Transfer of Recombinant Human Granulocyte Colony Stimulating Factor (rhG-CSF) from the Maternal to the Fetal Circulation is not Dependent Upon a Functional G-CSF-Receptor

Abstract

Administration of granulocyte colony stimulating factor (G-CSF), a haematopoietic growth factor, to pregnant rats increases neutrophil production in the pups. The mechanism for the placental transfer is unknown, but it has been speculated to involve the placental G-CSF receptor (G-CSFR). The purpose of this study was to test that hypothesis.
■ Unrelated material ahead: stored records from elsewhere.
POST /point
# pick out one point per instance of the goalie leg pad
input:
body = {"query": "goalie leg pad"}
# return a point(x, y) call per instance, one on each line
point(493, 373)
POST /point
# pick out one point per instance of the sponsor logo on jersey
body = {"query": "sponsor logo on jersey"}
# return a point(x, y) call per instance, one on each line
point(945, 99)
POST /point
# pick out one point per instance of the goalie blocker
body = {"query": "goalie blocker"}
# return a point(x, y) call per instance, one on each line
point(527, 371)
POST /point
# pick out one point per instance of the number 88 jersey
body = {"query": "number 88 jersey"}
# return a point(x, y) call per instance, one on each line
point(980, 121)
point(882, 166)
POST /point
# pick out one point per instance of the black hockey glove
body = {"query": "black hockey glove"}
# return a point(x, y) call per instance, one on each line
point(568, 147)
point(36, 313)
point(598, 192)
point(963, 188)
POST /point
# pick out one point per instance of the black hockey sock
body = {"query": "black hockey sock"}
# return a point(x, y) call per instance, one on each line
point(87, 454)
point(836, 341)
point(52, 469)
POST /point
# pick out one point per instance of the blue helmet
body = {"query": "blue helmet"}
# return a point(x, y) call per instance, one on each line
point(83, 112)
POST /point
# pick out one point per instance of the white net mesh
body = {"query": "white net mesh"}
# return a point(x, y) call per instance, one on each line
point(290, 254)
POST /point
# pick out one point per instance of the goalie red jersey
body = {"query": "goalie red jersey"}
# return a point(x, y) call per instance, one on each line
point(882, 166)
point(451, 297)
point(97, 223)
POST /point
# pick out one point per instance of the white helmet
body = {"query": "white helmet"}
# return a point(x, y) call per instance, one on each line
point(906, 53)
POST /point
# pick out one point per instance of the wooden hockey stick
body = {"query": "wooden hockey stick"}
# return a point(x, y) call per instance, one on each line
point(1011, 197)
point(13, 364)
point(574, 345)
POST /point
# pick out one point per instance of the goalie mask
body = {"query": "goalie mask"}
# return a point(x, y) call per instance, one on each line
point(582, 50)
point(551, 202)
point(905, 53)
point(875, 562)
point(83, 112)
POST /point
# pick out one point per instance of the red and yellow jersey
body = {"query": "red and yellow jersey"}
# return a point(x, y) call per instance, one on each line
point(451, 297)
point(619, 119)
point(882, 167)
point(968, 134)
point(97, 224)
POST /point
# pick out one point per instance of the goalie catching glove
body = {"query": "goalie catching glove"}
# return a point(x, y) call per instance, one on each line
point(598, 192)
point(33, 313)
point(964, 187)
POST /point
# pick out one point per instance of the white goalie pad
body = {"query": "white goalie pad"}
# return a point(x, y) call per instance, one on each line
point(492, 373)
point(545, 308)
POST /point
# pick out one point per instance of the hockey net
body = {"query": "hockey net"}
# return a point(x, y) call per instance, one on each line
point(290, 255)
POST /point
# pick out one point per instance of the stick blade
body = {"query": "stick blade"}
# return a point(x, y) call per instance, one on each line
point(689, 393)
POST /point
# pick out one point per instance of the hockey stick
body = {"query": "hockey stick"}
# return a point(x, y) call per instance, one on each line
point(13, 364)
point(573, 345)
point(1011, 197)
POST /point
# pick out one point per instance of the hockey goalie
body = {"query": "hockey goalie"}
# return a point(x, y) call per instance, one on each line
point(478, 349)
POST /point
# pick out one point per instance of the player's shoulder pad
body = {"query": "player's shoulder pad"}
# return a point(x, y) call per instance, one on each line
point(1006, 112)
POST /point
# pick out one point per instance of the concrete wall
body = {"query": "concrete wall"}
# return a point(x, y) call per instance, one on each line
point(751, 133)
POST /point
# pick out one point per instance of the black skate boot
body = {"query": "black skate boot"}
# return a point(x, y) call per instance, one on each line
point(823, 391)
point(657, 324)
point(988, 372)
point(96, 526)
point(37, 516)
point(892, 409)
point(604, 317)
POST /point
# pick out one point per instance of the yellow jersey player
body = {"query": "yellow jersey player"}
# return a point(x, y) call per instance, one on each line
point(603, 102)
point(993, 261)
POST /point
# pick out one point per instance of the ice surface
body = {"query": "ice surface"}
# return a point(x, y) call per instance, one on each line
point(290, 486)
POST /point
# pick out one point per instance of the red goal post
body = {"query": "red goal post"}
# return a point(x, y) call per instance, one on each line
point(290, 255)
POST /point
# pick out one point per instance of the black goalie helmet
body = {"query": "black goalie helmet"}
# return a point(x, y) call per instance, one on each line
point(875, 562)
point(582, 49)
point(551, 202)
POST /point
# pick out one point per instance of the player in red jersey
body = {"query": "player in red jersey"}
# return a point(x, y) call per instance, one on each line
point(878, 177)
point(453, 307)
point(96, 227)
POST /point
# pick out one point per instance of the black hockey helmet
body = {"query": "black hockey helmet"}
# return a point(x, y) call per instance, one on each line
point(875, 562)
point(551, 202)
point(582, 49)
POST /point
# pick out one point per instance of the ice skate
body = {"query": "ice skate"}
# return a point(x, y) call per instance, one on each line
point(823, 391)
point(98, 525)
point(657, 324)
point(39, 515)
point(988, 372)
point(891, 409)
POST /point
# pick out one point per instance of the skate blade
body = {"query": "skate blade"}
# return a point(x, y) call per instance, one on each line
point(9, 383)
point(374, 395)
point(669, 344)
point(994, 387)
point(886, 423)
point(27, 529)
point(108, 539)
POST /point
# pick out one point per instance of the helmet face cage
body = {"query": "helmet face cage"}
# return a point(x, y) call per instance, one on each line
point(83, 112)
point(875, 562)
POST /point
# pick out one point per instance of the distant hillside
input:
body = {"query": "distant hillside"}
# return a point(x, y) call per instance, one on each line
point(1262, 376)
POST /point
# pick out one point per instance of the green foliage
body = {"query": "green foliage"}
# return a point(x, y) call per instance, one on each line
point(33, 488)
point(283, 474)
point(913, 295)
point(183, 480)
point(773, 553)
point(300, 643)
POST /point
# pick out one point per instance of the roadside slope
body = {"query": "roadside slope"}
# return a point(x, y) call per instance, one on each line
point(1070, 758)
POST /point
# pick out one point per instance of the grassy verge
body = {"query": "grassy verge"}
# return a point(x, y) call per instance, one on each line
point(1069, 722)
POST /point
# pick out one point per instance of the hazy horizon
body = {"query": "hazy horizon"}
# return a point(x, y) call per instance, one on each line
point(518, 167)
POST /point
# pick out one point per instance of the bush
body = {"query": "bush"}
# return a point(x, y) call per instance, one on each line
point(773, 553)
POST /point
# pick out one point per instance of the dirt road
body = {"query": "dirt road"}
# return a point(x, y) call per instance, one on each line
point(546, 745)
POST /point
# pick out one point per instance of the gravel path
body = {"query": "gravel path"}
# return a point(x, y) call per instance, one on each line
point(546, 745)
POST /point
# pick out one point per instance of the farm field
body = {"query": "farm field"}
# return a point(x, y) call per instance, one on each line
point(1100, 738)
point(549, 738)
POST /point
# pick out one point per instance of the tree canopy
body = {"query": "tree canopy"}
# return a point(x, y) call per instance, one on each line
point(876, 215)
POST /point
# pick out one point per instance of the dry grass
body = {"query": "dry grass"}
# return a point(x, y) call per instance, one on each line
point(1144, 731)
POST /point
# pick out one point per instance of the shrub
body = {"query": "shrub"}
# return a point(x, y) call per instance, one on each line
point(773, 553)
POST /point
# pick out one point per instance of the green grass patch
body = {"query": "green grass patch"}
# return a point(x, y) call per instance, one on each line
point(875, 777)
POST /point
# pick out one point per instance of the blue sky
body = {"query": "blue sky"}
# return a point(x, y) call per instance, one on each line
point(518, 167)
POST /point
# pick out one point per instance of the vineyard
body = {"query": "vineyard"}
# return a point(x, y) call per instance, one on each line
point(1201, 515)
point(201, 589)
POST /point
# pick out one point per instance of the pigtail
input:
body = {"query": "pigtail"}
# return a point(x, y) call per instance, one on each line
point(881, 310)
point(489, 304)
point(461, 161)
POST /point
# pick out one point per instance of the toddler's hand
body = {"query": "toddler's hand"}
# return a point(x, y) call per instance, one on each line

Pregnant mice were treated with a single subcutaneous dose of 50μg/kg recombinant human G-CSF (rhG-CSF). Mice with an intact G-CSFR (‘wild type’, WT) and those with a homozygous deletion in the G-CSFR gene (G-CSFR deficient, ‘knock-out’, KO) were studied. At intervals after injection, fetuses were delivered and maternal blood, amniotic fluid (AF) and fetal blood collected. G-CSF concentrations were measured using an enzyme linked immunosorbent assay specific for human G-CSF. Thirty minutes after injection, G-CSF was measurable in the AF (167±50 versus 445±217pg/ml, mean±sem, WT versus KO) and fetal plasma (774±673 versus 427±121pg/ml, WT versus KO). Peak concentrations occurred 2h after injection in WT dams (572542±41262pg/ml) and 4h in KO dams (616100±96300pg/ml). Therefore, in mice, a functional G-CSFR is not essential for the transfer of rhG-CSF from pregnant dams to their fetuses.